It is common, when speaking with a potential client, to have the client express concerns about the health care providers altering or changing the records to cover up negligent care. Most medical negligence attorneys have seen that on a few occasions, but usually not very often. My response to potential clients is, basically, “let’s hope they do that, because it makes it a much stronger case.”
Medical liability insurers routinely advise their insureds to never alter or change a record. Addendums or supplement information can be inserted, but they always should be labeled and dated. One malpractice carrier has taken the position that a physician who alters records violates the insurance contract and would jeopardize the insurance coverage.
In the “old days,” before the advent of electronic records, we would sometimes look carefully at hand-written records to see if something didn’t look right. Insertion of a line or two that seemed to be squeezed in, or the ink doesn’t look quite the same. In a few cases, “document examiners” were hired who can analyze the inks used for different entries or do a microscopic examination of the paper to see if an entry was made at a date other than indicated.

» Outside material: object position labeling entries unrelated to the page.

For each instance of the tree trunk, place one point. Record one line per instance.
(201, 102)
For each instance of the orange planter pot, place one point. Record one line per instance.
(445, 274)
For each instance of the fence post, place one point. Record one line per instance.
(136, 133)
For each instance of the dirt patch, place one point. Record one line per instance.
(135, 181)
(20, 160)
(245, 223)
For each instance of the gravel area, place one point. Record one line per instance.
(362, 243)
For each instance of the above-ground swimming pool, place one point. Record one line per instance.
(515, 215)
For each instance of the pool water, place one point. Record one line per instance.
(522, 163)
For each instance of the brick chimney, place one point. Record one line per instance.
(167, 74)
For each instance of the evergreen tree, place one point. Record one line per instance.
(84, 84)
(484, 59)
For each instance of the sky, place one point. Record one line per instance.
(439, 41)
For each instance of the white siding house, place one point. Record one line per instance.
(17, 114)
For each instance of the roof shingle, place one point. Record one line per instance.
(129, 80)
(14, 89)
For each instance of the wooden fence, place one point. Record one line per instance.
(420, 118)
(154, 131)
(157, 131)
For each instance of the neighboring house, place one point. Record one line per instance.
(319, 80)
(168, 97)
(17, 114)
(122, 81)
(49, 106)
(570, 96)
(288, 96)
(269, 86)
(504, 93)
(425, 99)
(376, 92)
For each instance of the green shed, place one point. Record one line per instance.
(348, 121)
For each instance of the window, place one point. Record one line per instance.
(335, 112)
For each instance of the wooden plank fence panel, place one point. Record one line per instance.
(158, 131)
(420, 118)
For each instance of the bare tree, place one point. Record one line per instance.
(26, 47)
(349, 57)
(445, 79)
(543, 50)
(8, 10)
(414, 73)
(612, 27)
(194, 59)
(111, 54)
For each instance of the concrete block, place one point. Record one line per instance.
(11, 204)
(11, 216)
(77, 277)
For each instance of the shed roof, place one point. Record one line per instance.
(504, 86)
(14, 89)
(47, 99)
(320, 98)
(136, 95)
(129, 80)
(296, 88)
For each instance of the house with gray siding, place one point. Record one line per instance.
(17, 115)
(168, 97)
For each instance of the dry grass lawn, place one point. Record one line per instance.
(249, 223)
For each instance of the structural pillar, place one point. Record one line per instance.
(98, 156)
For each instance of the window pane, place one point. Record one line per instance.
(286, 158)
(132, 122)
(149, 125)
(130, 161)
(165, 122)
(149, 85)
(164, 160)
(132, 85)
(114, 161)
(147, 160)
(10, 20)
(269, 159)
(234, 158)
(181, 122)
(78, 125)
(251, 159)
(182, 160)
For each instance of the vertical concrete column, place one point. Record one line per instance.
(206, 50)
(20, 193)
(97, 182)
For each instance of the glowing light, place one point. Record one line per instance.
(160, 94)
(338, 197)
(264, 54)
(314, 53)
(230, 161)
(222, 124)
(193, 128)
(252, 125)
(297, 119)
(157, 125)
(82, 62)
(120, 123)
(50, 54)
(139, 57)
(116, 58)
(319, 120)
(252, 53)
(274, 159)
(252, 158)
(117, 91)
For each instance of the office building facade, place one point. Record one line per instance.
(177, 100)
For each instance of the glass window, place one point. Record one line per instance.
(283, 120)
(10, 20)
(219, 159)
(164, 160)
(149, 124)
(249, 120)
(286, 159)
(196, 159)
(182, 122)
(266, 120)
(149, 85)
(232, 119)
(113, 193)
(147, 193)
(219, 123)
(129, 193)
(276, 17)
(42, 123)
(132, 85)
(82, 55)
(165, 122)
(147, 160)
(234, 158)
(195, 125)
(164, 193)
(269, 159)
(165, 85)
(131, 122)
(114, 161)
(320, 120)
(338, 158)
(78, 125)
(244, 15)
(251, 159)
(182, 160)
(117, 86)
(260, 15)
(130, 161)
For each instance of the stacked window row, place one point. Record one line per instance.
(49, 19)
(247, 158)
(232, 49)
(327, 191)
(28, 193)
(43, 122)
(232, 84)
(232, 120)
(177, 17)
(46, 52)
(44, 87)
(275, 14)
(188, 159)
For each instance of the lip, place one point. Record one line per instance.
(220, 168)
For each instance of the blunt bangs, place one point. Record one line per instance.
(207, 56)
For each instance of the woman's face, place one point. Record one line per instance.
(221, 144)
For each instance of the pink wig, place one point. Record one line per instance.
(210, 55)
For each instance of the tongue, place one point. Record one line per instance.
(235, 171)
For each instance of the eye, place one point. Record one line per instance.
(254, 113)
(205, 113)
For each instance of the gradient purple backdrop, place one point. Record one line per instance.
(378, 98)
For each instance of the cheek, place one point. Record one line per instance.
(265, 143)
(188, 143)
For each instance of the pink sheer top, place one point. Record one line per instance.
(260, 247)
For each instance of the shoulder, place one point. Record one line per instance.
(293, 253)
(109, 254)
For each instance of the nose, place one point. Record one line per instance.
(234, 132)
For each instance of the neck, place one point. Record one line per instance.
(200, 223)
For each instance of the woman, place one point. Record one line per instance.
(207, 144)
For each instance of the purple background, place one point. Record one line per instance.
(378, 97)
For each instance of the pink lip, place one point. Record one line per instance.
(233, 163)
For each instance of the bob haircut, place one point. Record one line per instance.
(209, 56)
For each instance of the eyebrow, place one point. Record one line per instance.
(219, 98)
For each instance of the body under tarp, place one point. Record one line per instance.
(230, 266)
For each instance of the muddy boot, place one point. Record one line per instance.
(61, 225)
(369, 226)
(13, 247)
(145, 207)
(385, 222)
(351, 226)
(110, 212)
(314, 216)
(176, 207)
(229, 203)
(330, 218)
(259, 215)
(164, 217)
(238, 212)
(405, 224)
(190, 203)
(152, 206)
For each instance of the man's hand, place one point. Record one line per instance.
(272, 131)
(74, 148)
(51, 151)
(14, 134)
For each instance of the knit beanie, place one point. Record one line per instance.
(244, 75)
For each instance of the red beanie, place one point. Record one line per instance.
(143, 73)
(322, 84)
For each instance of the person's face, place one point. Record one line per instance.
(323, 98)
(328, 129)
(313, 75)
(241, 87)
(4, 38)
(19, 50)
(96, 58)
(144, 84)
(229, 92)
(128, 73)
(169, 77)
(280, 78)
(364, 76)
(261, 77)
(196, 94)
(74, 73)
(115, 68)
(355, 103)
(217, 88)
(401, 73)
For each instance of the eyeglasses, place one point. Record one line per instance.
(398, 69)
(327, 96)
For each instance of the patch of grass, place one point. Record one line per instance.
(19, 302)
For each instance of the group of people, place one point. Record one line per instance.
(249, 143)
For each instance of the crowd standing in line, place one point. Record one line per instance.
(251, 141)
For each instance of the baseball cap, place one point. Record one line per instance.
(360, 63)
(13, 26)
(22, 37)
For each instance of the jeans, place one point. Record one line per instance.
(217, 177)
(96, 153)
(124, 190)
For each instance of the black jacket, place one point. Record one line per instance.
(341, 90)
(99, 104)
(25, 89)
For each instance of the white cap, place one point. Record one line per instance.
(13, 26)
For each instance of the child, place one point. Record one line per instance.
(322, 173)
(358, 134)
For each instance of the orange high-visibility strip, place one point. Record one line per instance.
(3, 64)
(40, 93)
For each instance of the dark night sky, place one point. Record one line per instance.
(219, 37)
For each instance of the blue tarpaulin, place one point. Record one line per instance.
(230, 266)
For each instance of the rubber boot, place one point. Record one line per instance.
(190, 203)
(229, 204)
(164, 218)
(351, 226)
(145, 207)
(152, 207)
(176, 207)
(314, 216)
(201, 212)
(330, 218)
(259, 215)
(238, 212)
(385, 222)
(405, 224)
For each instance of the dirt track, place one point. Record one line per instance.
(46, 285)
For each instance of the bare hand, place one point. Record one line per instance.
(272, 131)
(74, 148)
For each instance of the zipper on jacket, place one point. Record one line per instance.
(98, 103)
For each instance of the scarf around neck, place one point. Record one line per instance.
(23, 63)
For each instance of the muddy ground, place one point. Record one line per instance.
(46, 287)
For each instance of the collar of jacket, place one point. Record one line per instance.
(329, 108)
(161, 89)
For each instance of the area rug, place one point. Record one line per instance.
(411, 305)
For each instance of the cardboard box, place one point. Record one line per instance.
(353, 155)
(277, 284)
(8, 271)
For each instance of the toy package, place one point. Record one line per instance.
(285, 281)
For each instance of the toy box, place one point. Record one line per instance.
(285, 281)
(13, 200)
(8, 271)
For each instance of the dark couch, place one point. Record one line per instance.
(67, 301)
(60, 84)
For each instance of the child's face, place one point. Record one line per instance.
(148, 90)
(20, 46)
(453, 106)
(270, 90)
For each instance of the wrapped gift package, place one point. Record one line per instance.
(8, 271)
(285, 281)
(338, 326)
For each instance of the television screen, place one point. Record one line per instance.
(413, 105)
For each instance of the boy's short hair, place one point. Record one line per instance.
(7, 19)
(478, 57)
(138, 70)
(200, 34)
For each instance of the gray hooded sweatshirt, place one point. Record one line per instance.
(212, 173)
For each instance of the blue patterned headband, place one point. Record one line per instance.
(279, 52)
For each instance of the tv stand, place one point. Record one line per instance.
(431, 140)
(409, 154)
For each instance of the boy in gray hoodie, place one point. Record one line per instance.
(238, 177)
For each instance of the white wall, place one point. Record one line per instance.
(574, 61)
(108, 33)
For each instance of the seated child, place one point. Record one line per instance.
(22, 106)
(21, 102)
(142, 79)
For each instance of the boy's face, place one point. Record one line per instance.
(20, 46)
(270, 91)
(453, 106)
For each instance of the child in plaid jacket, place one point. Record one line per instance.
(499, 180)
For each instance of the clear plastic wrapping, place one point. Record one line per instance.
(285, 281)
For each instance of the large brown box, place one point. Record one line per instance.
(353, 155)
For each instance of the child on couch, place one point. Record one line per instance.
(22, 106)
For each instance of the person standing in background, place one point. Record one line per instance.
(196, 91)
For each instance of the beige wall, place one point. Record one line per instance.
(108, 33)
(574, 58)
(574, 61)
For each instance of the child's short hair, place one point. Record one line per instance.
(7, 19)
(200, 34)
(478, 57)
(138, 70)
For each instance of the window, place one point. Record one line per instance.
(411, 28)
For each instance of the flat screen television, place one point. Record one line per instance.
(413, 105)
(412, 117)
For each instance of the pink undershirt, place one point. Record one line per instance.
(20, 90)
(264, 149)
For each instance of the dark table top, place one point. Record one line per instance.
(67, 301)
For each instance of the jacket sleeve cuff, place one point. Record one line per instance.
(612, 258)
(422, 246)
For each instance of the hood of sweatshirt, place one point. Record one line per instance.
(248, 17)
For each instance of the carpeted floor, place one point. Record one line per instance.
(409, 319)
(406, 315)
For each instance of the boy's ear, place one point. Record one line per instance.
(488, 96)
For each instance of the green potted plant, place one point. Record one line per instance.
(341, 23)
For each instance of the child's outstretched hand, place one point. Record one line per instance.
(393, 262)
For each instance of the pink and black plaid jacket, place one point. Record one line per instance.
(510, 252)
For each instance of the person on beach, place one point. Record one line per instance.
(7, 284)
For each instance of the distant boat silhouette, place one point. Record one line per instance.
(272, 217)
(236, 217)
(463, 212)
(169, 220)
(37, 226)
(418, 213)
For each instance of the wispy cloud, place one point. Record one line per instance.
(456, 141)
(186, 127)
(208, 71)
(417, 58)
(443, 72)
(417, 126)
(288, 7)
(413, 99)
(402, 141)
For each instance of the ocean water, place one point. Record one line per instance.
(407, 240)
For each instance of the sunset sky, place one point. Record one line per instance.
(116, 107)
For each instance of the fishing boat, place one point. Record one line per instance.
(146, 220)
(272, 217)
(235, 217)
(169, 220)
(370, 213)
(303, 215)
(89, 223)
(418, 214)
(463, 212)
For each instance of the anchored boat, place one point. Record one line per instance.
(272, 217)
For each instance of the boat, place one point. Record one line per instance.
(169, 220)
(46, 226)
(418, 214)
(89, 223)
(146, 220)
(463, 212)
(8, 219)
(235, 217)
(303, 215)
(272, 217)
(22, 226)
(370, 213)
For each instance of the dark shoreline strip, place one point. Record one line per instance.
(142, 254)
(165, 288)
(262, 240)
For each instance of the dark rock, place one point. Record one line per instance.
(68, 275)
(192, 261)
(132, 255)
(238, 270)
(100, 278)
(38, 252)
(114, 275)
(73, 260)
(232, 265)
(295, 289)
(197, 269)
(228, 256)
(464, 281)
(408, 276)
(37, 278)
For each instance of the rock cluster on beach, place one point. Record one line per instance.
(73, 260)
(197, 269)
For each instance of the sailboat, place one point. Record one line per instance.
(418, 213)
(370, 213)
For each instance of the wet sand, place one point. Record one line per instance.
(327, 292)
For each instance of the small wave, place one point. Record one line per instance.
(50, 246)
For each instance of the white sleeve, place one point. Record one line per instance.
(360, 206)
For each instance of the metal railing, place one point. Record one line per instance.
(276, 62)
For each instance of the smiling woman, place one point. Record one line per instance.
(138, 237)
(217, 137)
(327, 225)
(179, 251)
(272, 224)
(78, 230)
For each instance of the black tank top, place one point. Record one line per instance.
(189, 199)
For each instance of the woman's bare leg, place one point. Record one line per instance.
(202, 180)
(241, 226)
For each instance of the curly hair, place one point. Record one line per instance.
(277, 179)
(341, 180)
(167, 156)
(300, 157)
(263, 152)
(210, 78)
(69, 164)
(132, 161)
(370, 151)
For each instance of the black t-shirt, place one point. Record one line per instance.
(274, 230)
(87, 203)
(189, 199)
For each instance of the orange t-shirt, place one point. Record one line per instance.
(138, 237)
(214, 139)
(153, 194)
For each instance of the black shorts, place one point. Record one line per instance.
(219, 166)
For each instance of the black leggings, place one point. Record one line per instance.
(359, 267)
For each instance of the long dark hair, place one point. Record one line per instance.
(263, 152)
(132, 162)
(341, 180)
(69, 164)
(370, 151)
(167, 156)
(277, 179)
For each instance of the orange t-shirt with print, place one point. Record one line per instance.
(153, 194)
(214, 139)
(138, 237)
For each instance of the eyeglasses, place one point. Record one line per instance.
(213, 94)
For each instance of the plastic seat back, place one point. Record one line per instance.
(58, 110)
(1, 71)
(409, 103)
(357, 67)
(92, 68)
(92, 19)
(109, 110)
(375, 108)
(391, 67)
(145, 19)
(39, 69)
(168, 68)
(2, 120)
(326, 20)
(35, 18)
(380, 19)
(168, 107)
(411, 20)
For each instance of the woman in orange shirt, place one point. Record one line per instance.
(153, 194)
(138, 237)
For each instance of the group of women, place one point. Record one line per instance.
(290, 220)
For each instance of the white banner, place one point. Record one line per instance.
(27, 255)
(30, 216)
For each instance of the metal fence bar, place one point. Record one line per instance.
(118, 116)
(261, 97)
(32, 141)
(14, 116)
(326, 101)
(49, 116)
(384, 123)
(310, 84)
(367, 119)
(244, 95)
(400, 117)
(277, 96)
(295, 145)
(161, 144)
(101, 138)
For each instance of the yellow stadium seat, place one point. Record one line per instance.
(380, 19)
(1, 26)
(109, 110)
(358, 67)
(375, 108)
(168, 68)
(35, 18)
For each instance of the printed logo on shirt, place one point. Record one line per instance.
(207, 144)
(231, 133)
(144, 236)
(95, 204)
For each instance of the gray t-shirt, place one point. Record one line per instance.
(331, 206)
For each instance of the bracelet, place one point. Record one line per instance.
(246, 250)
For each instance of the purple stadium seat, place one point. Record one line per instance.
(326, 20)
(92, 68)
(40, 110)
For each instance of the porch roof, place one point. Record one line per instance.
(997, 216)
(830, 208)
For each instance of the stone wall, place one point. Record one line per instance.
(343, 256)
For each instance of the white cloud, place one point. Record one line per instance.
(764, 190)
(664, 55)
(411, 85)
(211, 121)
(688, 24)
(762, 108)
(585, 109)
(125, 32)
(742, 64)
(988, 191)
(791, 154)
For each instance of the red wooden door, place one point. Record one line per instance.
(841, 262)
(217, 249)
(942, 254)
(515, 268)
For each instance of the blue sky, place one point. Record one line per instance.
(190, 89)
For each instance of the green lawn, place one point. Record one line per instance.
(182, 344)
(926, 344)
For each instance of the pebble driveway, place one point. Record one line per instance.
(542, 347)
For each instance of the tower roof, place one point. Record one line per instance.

Electronic health records, which are now used almost universally in hospitals and larger clinic settings, have changed this. Now the issue becomes whether analysis of the electronic entries show that changes were made. The electronic records allow an attorney to obtain an “audit trail” which will show every time a provider logged into the system, and whether any changes were made. This is an increasingly complex setting in which “document examiners” are no longer relevant, but computer and electronic data specialists are in great demand to analyze the electronic records.